Wende dich direkt an Sütron. Die schicken dir dann das Programm

Grüsse

Axel


----------



## lorenz2512 (8 Januar 2008)

hallo,
nochmal die frage ob einer das programm über hat, kann auch älter sein, die wollen über 400€ dafür, habe ein altes tp, zum wegschmeissen zu schade, bloss ohne soft nützt es nicht viel.


----------



## logologo_de (12 September 2008)

*Wints*

Also, ich hätte da jetzt das gleiche Problem, benötige TSwin und habe nur für einmal das Geld nicht übrig! Hat jemand eine Alte version übrig?
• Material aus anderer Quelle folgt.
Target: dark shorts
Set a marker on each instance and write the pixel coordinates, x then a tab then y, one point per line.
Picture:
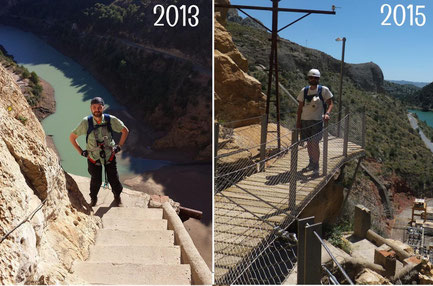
310	128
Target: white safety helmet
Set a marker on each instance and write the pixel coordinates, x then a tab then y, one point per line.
314	73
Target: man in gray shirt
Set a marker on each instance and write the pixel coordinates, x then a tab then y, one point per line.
312	111
100	148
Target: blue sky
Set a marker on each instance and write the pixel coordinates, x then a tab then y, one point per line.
403	52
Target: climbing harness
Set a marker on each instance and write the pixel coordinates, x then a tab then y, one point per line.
101	144
309	98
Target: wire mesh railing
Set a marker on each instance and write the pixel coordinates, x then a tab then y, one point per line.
257	199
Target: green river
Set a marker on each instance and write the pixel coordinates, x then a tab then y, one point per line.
74	88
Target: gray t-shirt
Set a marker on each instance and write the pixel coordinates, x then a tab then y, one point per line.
100	134
313	110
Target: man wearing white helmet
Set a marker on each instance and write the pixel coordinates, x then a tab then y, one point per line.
315	105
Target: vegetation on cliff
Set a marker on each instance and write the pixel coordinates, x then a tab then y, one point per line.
160	73
390	139
33	89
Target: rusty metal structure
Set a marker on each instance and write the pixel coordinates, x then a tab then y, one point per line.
273	58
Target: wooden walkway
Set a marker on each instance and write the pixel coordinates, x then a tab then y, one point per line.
242	220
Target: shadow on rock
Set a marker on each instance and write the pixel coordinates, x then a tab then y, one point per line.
75	196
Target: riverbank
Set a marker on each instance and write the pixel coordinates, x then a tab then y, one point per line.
414	123
47	103
192	187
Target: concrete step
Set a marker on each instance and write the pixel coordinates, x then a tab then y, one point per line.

Bitte melden, TSdos oder Tswin

Danke


----------



## tunegel1 (15 September 2008)

*TS-Dos oder TSWIN*

*?!?!?!?!?!?!?!?*​


----------



## Parabol1337 (27 Januar 2012)

Hab TSwin 2.35    und suche TSdos


----------



## Michael87 (3 Juni 2013)

Ich habe das gleiche problem.
Wäre nur für private zwecke.
Vielleicht hat noch wer ne alte version günstig abzugeben...


----------



## mnuesser (4 Juni 2013)

Wie alt sind die Displays denn?
Man kann die nämlich auch mit .NET programmieren.
Soweit ich weiß laufen auf manchen auch nur Interpreter, 
und die ganze Visu kann per FTP hochgeladen werden, und
per UltraEdit und ähnliches ändern.

http://www.suetron.de/open.50.de.html


----------



## Michael87 (4 Juni 2013)

Das Display ist ein TP32ET. Leider nicht WinCE fähig. 
Da läuft nur eine Frimware drauf....
Also ist man praktisch gezwungen es mit TSwin zu programmieren?
Sehe ich das richtig?


----------